The first scout troops in the town were organized by Davidson students around 1912. The first report comes in the 2nd ever published issue of the Davidsonian, 8 April 1914 which describes the very first troop and their plans for hiking and a special competition for an essay on “How to Rid Davidson of Flies and Mosquitoes.”
It should also be noted that Girl Scouts were not far behind the boys – with a troop organized and presenting plays and learning business skills selling candy at the town’s Saturday night movies in1923– but the YMCA left this branch of scouting to faculty wives and townswomen.
Scouting stayed under the auspices of the college’s YMCA for many decades with students organizing additional troops and serving as scout masters. Their work shows up in the Davidsonian regularly noting their successes in competitions and also service projects. One project, in particular, links back to the certificate which is carries the signature of the honorary president of the Boy Scouts, US president Franklin Roosevelt. In 1934, he appealed to Boy Scouts to help with relief drives and the Davidson boys stepped in to help.
One article in 1936 announced :
In 1936, a headline announced a move off campus. The troop described was made up of scouts from college families and the move from using space in Davidson College Presbyterian Church to a new building on the public school grounds. The scouts in Troop #2 came from the town’s mill community and as the certificate shows, by 1937, that the troop was very much a part of Unity Church. Unity started out as chapel for mill workers and eventually become Calvary Presbyterian Church. The head of the Troop Committee from the church was Oscar Gant.

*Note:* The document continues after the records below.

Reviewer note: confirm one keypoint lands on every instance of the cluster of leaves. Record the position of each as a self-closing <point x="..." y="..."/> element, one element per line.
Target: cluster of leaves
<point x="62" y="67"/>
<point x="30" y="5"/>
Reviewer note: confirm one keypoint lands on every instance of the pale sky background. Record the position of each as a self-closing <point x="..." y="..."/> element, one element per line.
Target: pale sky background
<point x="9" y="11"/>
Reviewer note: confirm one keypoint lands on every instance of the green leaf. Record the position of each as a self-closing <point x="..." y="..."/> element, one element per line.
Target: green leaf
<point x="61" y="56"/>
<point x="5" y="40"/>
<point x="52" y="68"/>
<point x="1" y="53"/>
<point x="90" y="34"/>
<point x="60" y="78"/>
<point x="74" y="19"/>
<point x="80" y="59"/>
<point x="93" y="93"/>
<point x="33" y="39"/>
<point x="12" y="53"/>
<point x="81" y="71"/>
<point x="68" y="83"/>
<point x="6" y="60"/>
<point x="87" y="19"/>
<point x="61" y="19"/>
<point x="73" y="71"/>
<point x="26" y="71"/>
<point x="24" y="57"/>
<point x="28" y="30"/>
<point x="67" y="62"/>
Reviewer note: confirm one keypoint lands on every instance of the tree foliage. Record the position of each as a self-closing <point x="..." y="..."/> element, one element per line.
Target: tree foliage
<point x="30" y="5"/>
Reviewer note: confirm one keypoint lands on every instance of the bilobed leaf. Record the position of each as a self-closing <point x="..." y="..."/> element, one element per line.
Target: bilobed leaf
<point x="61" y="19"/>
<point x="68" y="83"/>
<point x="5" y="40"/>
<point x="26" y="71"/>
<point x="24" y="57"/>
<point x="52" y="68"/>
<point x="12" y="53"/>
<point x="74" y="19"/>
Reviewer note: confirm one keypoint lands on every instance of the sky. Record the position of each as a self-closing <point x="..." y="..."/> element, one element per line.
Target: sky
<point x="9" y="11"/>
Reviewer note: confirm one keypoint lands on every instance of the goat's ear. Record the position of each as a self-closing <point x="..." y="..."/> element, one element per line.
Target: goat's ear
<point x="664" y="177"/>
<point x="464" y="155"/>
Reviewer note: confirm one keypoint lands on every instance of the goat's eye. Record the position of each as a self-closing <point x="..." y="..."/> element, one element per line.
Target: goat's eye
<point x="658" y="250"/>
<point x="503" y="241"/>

Gant worked in the mills and then from 1938 to 1973. He was recognized for his contributions to the town in at commencement in May 1950 when he was awarded the Algernon Sydney Sullivan Community Award.
Along with the mill troop, the YMCA organized troops within the African-American communities in Davidson and Cornelius. In 1941, the Davidson Colored High School Troop (#75) was rechartered. The Shaw Smith mentioned in the article now has a room named for him in the Alvarez Student Union. A member of the class of 1939, he was employed the Y Secretary in 1941. Mr L. E. Poe, also mentioned in the article, was high school principle at what has become the Ada Jenkins Center.
A local barber, Ken Norton , played an important role in the life of Troop 75.
The 1945-46 YMCA report notes most of the area troops went inactive during World War II and the the Y students had worked hard to revive scouting. By the 1960s and 70s, the YMCA and scouting shifted from campus but have remained part of the town’s activities.